Butch Baldassari is the special guest. There will be plenty of chances to listen and study with him, plus a fine faculty including some of the best players and teachers in the Northeast (several of whom double on the low mando instruments). My group, the New England Mandolin Ensemble, will be performing and teaching too.

How do I get more of you 'dola, 'cello and 'zouk players to come?

August Watters
Director, Cape Cod Mandolin Camp

----------


## kyblue

Ummm, don't schedule the camp the same week as IBMA?

 

Paula

----------


## Ira Chavis

August, i'll bring my OM...cant say how much I can play it, but i can try on a few pieces...

see you there.
Ira

----------


## otterly2k

Unfortunately, I cannot attend this year... too many other things piling up at the end of Sept. It is high conference season, as well as the middle of the Jewish High Holidays.

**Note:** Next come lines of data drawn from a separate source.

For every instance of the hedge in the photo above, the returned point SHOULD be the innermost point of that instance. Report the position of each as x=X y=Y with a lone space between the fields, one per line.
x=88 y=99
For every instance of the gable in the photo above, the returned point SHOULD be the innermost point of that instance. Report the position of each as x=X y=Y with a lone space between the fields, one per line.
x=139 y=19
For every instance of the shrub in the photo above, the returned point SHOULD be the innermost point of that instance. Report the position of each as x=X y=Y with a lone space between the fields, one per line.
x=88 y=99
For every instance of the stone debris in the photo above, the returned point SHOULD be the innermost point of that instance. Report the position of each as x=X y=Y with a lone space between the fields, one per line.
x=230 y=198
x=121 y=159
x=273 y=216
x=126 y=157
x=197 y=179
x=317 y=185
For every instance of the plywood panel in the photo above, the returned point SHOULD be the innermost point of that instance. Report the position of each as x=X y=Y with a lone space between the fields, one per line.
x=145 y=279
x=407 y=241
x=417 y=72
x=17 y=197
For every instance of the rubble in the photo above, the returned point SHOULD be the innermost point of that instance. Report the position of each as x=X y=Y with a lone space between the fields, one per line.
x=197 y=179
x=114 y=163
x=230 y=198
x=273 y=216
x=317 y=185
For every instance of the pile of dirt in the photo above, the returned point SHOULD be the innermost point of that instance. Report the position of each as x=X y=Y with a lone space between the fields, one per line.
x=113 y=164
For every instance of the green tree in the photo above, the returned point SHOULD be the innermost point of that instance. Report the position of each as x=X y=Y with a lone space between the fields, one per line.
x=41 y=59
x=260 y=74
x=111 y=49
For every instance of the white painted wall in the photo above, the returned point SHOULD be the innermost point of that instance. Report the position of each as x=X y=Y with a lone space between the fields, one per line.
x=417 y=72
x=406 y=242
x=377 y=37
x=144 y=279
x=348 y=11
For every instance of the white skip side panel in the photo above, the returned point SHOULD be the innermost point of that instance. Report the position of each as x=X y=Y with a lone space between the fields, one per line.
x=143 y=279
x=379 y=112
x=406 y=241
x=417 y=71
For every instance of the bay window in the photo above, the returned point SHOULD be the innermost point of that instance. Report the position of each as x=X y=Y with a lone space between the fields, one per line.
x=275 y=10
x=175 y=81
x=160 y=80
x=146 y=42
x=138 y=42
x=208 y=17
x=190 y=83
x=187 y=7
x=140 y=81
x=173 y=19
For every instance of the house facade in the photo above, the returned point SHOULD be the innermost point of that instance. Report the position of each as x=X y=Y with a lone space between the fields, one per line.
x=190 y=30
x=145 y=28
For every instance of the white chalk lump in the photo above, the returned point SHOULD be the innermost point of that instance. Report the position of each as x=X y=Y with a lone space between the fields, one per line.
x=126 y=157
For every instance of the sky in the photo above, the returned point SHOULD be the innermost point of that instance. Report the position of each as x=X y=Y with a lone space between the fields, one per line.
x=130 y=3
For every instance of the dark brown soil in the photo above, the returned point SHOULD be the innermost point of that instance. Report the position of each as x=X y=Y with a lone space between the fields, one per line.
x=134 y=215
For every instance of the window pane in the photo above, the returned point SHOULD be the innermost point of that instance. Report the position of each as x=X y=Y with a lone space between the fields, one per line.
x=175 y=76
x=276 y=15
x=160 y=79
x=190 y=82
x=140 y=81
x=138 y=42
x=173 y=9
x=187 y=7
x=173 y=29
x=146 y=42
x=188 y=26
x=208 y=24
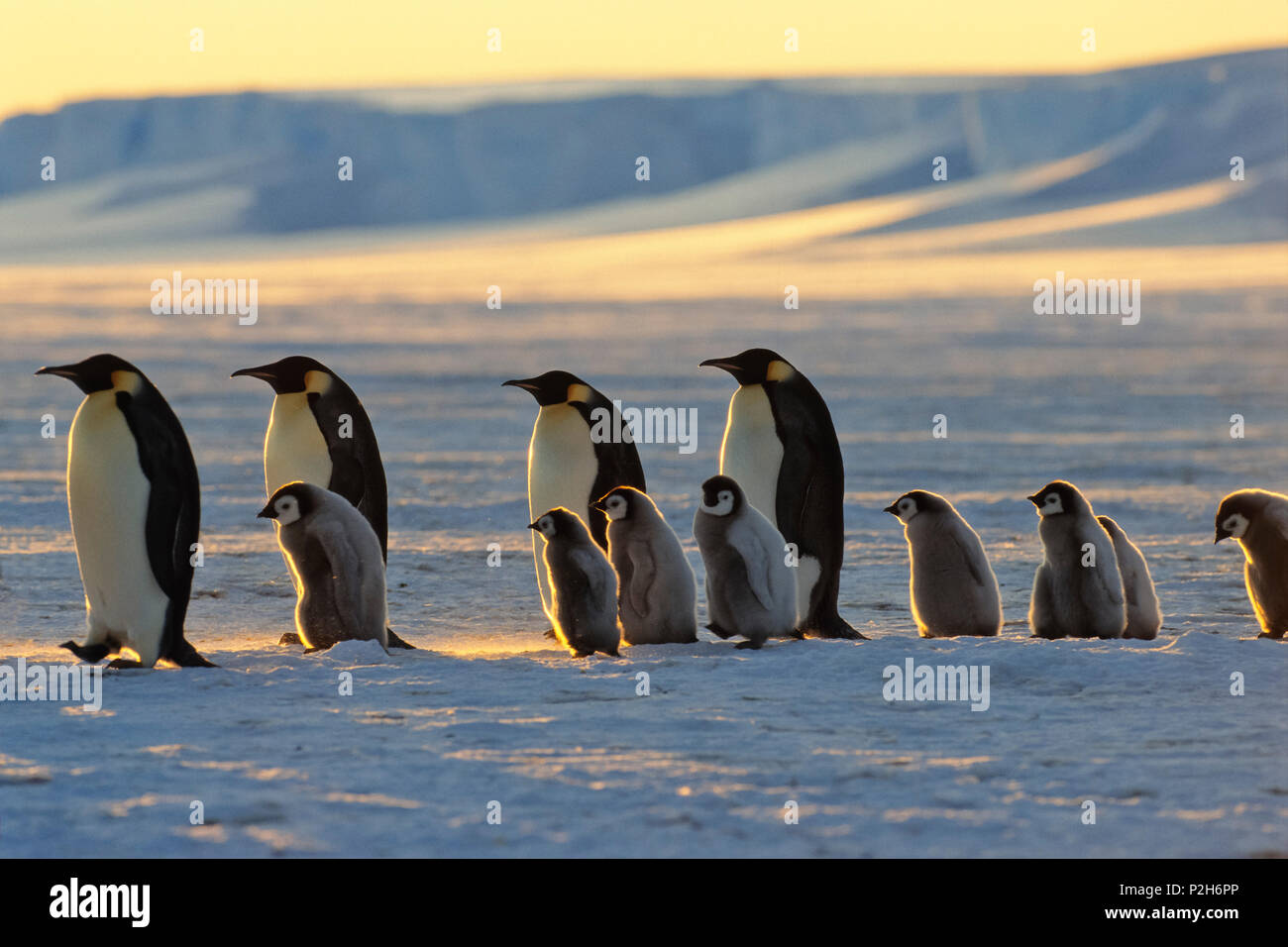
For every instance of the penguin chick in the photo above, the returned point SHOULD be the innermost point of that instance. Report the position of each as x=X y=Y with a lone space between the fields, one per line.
x=1077 y=590
x=952 y=586
x=751 y=591
x=1257 y=521
x=583 y=585
x=136 y=509
x=1144 y=617
x=656 y=587
x=335 y=558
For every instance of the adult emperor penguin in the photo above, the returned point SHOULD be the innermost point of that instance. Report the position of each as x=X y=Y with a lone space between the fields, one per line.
x=781 y=446
x=750 y=589
x=1077 y=590
x=1144 y=617
x=568 y=467
x=656 y=589
x=1257 y=521
x=335 y=558
x=952 y=586
x=136 y=510
x=583 y=583
x=318 y=432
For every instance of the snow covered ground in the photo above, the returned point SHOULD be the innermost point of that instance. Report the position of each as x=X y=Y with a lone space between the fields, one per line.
x=579 y=762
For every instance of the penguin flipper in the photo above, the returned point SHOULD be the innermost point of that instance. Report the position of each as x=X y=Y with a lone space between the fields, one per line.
x=395 y=642
x=93 y=654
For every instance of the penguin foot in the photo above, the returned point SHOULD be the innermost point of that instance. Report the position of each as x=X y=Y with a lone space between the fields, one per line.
x=833 y=626
x=395 y=642
x=187 y=656
x=93 y=654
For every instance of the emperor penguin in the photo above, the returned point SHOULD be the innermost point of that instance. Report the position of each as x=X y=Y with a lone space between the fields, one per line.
x=580 y=450
x=781 y=446
x=583 y=585
x=1257 y=521
x=336 y=562
x=1144 y=617
x=136 y=509
x=1077 y=590
x=952 y=586
x=318 y=432
x=656 y=587
x=750 y=587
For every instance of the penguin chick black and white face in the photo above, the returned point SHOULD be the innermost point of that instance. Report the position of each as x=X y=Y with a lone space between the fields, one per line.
x=559 y=523
x=291 y=502
x=554 y=388
x=913 y=502
x=1056 y=497
x=292 y=375
x=721 y=496
x=98 y=373
x=754 y=367
x=1233 y=517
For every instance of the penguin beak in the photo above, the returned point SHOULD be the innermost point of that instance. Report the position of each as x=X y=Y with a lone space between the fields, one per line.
x=261 y=371
x=725 y=364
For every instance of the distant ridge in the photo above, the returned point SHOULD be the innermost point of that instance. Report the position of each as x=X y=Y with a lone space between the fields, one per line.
x=266 y=163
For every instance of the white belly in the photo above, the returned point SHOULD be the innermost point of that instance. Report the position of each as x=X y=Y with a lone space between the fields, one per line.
x=294 y=447
x=562 y=470
x=752 y=453
x=108 y=499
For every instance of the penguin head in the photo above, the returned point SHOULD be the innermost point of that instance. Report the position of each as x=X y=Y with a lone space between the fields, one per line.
x=754 y=367
x=98 y=373
x=1057 y=497
x=1235 y=513
x=554 y=388
x=915 y=501
x=292 y=375
x=291 y=502
x=561 y=523
x=622 y=502
x=721 y=496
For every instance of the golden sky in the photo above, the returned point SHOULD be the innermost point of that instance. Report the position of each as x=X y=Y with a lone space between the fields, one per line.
x=59 y=51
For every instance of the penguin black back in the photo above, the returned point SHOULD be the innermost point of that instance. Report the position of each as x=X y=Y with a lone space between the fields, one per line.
x=357 y=470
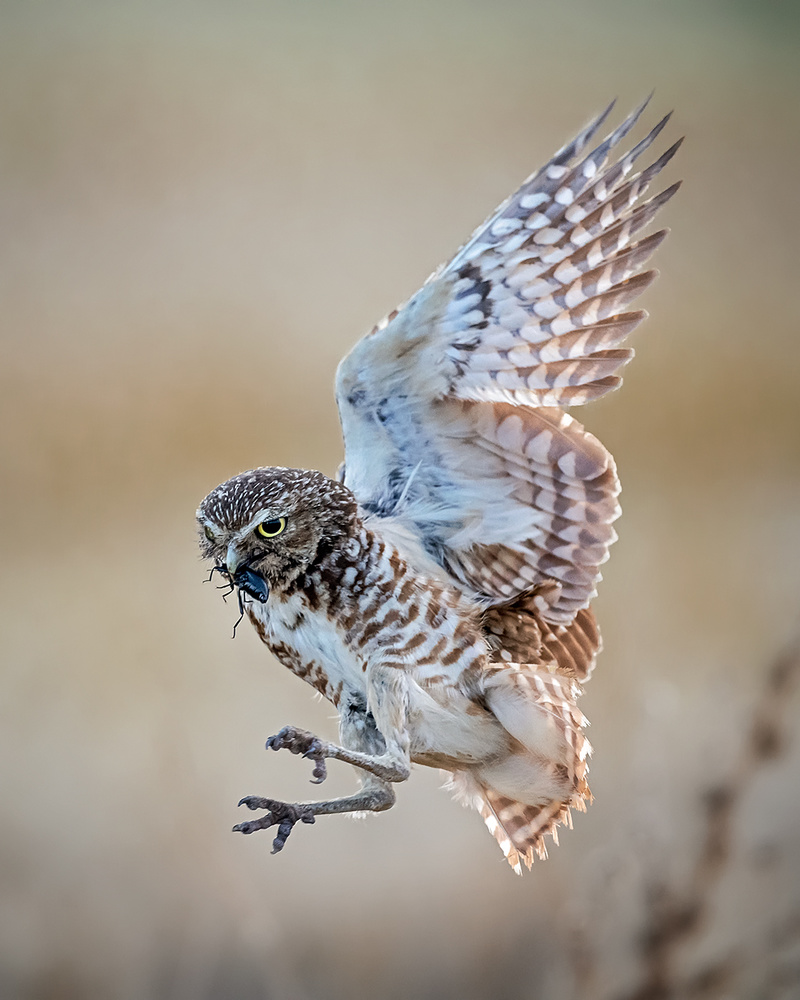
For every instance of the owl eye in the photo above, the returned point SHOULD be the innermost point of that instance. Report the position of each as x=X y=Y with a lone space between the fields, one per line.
x=269 y=529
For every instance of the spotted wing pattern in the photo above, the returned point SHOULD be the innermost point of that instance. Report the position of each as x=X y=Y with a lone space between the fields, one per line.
x=452 y=407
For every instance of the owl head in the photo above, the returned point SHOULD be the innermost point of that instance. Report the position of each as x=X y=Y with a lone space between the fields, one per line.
x=268 y=526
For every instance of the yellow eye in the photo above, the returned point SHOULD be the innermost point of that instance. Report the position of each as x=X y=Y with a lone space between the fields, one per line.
x=269 y=529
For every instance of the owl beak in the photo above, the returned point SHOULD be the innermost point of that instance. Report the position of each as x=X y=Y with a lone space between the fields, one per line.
x=232 y=559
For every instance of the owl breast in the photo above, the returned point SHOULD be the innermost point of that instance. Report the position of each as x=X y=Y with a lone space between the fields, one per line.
x=311 y=645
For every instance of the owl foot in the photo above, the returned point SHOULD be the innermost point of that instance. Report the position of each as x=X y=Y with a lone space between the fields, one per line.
x=305 y=743
x=284 y=815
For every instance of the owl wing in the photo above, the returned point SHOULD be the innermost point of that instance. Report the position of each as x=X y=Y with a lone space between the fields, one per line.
x=452 y=407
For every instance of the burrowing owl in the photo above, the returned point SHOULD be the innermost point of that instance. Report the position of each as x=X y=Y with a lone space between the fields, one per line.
x=439 y=593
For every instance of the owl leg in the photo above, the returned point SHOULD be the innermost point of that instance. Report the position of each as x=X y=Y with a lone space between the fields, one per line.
x=388 y=704
x=358 y=730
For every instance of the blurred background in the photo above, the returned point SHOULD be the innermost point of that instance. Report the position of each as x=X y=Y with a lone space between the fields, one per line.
x=203 y=205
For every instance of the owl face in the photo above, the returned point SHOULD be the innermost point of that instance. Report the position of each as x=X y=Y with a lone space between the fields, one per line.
x=268 y=526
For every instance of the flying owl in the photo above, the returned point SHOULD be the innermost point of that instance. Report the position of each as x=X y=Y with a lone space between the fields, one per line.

I'd love to be able to participate in the future...it's definitely on my short list of events to try to get to.

KE

----------


## August Watters

> as well as the middle of the Jewish High Holidays


Yes, it's unfortunate the camp falls between RH and YK, but that was unavoidable because of other scheduling issues. The camp does end on Sunday early afternoon in time for those who live within a few hours to get home before dusk. For those who wish to join us, some will be going to Kol Nidrei services on the Cape, right after camp ends.

BTW: klezmer will be well-represented at the camp, with my trio Mandomaven as well as faculty members Seth Austen and Beverly Woods.

August W

PS: This will be the first IBMA I've missed in three years!

----------